Brilliantly directed by Wright from a gleefully acerbic script by both Wright and Simon, and masterfully shot and edited by Jess Hall and Chris Dickens respectively, one can't overlook the inspired casting. The best of both old and new Brit talent has been gathered here, including Anne Reid ("The Mother"), Billie Whitelaw ("The Omen"), Bill Nighy ("Notes on a Scandal"), Edward Woodward ("The Equalizer"), and Timothy Dalton (James Bond).

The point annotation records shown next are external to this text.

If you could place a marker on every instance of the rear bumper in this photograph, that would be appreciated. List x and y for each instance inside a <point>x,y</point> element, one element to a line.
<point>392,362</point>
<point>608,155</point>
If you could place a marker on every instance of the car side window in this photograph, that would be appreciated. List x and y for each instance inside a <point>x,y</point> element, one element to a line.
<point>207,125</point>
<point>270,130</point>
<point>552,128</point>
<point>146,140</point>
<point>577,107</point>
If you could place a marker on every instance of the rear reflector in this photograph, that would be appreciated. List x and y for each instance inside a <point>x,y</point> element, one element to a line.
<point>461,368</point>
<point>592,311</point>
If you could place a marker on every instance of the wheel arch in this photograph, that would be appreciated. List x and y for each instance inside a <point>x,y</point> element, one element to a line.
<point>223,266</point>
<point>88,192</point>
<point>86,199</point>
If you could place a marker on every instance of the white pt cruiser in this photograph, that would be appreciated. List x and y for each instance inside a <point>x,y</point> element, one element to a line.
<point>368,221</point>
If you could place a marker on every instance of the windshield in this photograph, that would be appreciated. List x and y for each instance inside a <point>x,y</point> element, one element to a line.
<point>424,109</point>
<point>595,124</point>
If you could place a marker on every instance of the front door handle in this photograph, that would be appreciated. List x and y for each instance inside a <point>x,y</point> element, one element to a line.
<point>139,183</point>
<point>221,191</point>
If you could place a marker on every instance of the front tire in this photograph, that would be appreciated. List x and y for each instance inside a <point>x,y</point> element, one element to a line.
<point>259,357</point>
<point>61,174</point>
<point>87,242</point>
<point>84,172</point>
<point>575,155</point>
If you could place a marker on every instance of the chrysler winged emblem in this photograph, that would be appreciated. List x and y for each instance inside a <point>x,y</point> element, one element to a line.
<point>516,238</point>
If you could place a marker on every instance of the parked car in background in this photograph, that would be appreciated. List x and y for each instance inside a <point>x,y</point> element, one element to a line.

But it's Pegg, in a stellar comic performance, who lifts the film from being a mere applaudable satire, possibly on Tony Blair's version of Britain (sweet on the outside, warmongering at heart), to a first-class entertainment. No matter how absurd the situation his Angel finds himself in, Pegg keeps it genuine. Imagine Jimmy Stewart in "Animal House" or Steve McQueen in "Road Trip."
By the way, Wright and Pegg are also responsible for 2004's mega-zombie-hit "Shaun of the Dead." Having accidentally bypassed that venture, it's now moving to the top of my Netflix queue. These two gents are addicting.